Senegal has long been regarded as a bastion of stability in volatile West Africa, but social tensions have risen due to spiralling living costs and high unemployment. This has forced thousands of young people each year to risk their lives trying to reach Spain’s Canary Islands in rickety boats.

Since comfortably winning re-election in February, the octogenarian Wade has been criticised for pushing ahead with an ambitious infrastructure programme in Dakar to host an Islamic conference next year, while ignoring the plight of ordinary Senegalese, most of whom live below the poverty line.

DISTURBANCES SPREAD
Plumes of black smoke rose above the city’s business district, set on the western tip of Africa’s coast, as riot police pursued youths down side streets choked with tear gas. The disturbances started in the Sandaga market area but soon spread to neighbouring residential quarters, witnesses said.
Casualty figures were not immediately available, but dozens of protesters were arrested, witnesses said. In the Medina neighbourhood, rioters sacked the local mayor’s office, burned at least one car and looted the headquarters of the national electricity company, Senelec.

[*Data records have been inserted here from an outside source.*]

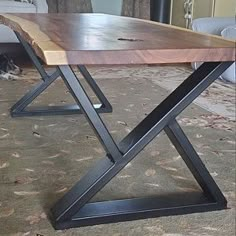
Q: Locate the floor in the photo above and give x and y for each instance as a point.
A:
(42, 157)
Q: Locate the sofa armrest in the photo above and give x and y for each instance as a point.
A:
(41, 6)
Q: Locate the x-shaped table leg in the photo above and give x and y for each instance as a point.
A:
(73, 209)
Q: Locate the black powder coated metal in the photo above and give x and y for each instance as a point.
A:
(74, 209)
(20, 108)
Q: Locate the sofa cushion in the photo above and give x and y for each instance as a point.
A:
(16, 7)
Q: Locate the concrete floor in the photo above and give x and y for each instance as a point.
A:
(42, 157)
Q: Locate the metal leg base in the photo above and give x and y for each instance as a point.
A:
(139, 208)
(57, 110)
(20, 108)
(75, 210)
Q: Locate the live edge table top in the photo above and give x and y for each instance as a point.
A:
(99, 39)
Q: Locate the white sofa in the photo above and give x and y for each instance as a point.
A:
(11, 6)
(222, 26)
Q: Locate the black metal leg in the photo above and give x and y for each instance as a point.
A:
(20, 108)
(73, 210)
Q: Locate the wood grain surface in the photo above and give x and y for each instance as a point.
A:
(98, 39)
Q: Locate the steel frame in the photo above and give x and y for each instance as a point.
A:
(74, 209)
(20, 108)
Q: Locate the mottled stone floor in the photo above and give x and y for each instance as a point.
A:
(42, 157)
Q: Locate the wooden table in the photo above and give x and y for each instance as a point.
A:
(92, 39)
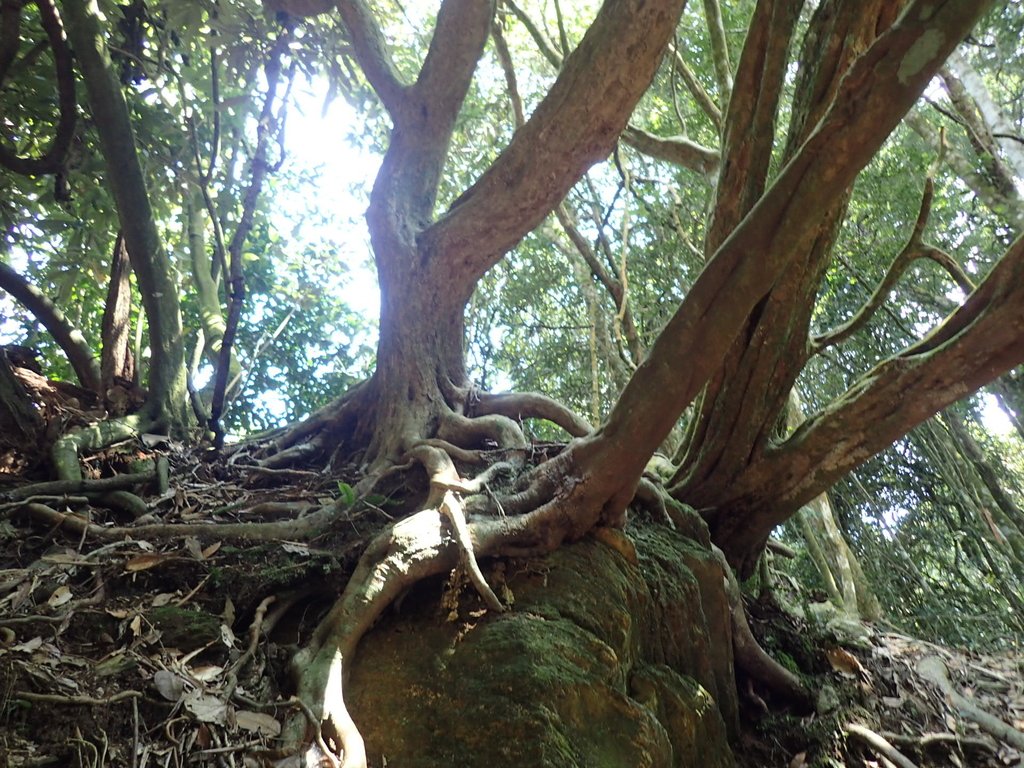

Vans packed with riot police rushed towards the disturbances in the city centre. In one of them, police beat a detained protester with batons, a Reuters witness said.
“If you take from the people the little that they have, you can’t blame them from protesting,” said one foreign resident, closing the windows of her downtown apartment to stop tear gas from entering.

Wade ordered the clearances after meeting with business leaders who complained about working hours lost due to Dakar’s congested streets, where pedestrians are forced to walk in the road due to wooden stalls blocking the pavements.

“We will carry on clearing our streets,” Dakar Governor Amadou Sy told national television late on Tuesday before the disturbances erupted.